Del Grand Tour dieciochesco al road movie contemporáneo, el viaje ha sido siempre un itinerario de descubrimiento. Ya sea un viaje de estudios o un deambular azaroso sobre ruedas o raíles, el desplazamiento a otras geografías físicas, sociales y culturales es a la vez una experiencia formativa y un rito de paso. El ensimismamiento identitario y los prejuicios xenófobos se curan viajando, y no hay mejor estímulo del pensamiento y la emoción que la libre circulación de los cuerpos y las conciencias. Recomendable para cualquiera, el viaje es imprescindible para el arquitecto, porque la experiencia del edificio se traslada con dificultad mediante fotografías o dibujos: sólo la visita permite entender plenamente una obra, y no digamos ya una ciudad o un paisaje. Los viajes de los arquitectos, de Soane o Viollet-le-Duc hasta Le Corbusier o Kahn, constituyen un género artístico y literario, pero también un acervo interpretativo y nutricio.

La eclosión del turismo de masas en la segunda mitad del siglo XX ha dado al viaje un significado distinto, porque no es fácil enhebrar un hilo de continuidad entre el gentleman en búsqueda de antigüedades o el burgués de Wagons-Lits y guía Baedecker con los jóvenes de las crazy techno afternoons en Ibiza. Sin embargo, esos masivos desplazamientos, impulsados por la difusión del automóvil primero, y multiplicados después por la generalización de los vuelos baratos, han erosionado fronteras de desconocimiento y recelo, y han difundido comportamientos y hábitos, fomentando la tolerancia y la aceptación de la diversidad. Producto del pacto social de la postguerra, que universalizó las vacaciones pagadas, esta colosal industria del ocio se ha contemplado a menudo con desdeño elitista, pero para buena parte de la población, sujeta a su trabajo rutinario y estéril, ha sido fuente de placer y mecanismo de compensación.

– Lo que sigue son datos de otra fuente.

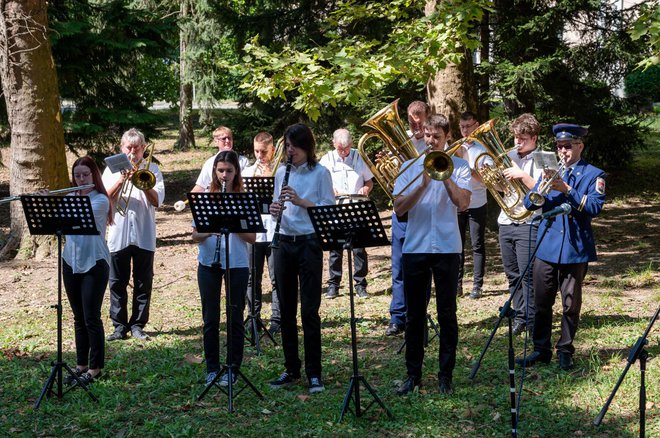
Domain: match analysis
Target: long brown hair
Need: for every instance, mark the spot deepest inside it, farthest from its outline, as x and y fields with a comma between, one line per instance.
x=230, y=157
x=96, y=179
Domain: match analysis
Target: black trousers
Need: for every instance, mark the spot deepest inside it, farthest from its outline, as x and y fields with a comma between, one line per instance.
x=209, y=280
x=476, y=218
x=548, y=277
x=300, y=264
x=85, y=293
x=418, y=269
x=360, y=267
x=120, y=274
x=516, y=247
x=262, y=255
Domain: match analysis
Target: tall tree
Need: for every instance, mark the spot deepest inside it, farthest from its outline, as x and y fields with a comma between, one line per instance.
x=29, y=84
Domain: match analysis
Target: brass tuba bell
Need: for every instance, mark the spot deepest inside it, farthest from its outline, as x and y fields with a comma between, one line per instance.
x=490, y=165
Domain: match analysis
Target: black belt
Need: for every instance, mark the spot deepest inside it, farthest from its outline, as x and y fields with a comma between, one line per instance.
x=299, y=238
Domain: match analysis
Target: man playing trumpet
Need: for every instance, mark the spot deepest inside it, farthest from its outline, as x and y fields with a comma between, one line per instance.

En esta empresa global de entretenimiento, la arquitectura ha tenido un papel protagonista, produciendo iconos que ayudan con sus estrellas Michelin al city branding que atrae visitantes, mediante los parques temáticos que reúnen las construcciones emblemáticas del planeta para el viajero apresurado, o a través de los hoteles exóticos que ofrecen al huésped un consumo de experiencias adulteradas o genuinas. Nadie ha explorado el turismo contemporáneo, de los viajes organizados a los clubs de vacaciones, más lúcidamente que el escritor Michel Houellebecq, con una mirada desolada y tierna donde la devastación emotiva de hombres y mujeres se ilumina a fogonazos por la promesa de felicidad de un tiempo detenido en un lugar distante. Como subraya en su relato Lanzarote, «el mundo es de talla mediana», y seguramente los que hoy podemos llegar a sus paisajes más remotos lo somos también.